Alec Swann

Personal information
- Full name: Alec James Swann
- Born: 26 October 1976 (age 49) Northampton, England
- Batting: Right-handed
- Bowling: Right-arm off Break
- Role: Batsman
- Relations: Raymond Swann (father) Graeme Swann (brother)

Domestic team information
- 1996–2001: Northamptonshire
- 2002–2004: Lancashire (squad no. 6)

Career statistics
| Competition | FC | LA | T20 |
| Matches | 77 | 55 | 4 |
| Runs scored | 3,305 | 1,081 | 86 |
| Batting average | 27.77 | 27.02 | 43.00 |
| 100s/50s | 8/14 | 0/7 | 0/1 |
| Top score | 154 | 83* | 56 |
| Balls bowled | 567 | 54 | – |
| Wickets | 6 | 0 | – |
| Bowling average | 54.33 | – | – |
| 5 wickets in innings | 0 | – | – |
| 10 wickets in match | 0 | – | – |
| Best bowling | 2/30 | – | – |
| Catches/stumpings | 56/– | 12/– | 1/– |
- Source: Cricinfo, 7 November 2009

= Alec Swann =

English cricketer

Alec James Swann (born 26 October 1976) is a former English cricketer who played for Northamptonshire and Lancashire in county cricket. A right handed batsman, he scored 3,305 first-class runs including eight centuries. He is the older brother of Graeme Swann.

==Cricket career==
===Northamptonshire===
Prior to making his debut for Northamptonshire Swann had represented England at under-15 level and made appearances for Bedfordshire in the minor counties championship. Having scored centuries for Northamptonshire in consecutive second XI matches at the start of the 1996 season he was given his first-class debut against Oxford University, scoring an unbeaten 76 in the second innings. Later in the season he appeared for England Under-19s against New Zealand before making his County Championship debut against Gloucestershire.
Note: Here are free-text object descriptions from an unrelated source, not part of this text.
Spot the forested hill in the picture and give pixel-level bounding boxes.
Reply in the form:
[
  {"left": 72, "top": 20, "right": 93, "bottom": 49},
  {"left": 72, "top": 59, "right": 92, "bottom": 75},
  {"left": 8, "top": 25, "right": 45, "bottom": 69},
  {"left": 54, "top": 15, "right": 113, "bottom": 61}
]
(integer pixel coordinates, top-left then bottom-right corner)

Swann continued to play mostly second XI cricket in 1997 but made two first-class appearances at the end of the season. In the second of these he scored his maiden first-class century, batting at number three against Warwickshire at Edgbaston he made 136. He began the following season in the first team but poor form led to him returning second XI cricket. After scoring three centuries in four innings at that level he returned to the first team where he scored 85 against Kent, this was his only first-class fifty of the season.

Swann continued to switch between the first and second team in 1999 although he showed improved form, in 12 first-class matches he scored 573 runs at an average of 31.83. Playing against Nottinghamshire in June he scored a career-best 154 and shared a 217-run partnership with Matthew Hayden in the process, despite this he returned to second XI cricket the following week. He made his List A debut against Nottinghamshire a month later, scoring 74 as opener and again sharing a century partnership with Hayden.

In 2000 Swann made only three first-class appearances and after a poor 2001 season in which he averaged 21.77 from 13 matches he was released by the club.

===Lancashire===
In January 2002 Swann was signed by Lancashire to strengthen their batting options following the retirement of Mike Atherton. Swann was a regular opener during the 2002 season playing 18 first-class matches and scoring 1,073 runs at 37.00. His tally was the first and only time he reached a 1,000 runs in a season and included two centuries, both against Yorkshire. Innings of 128 and 111 made him the first Lancastrian to score centuries in his first two Roses matches.

The following two seasons were less successful for Swann, in 15 first-class matches he scored 467 runs at 21.22. He was released by the club at the end of 2004 season.

==Post-playing career==
Post cricket, Swann embarked on a career as a journalist as the sports correspondent of the Northamptonshire Evening Telegraph. Between 2014 and 2016, he was head of production and planning for The Cricketer magazine. Since 2020, he has acted as a match referee in English county cricket.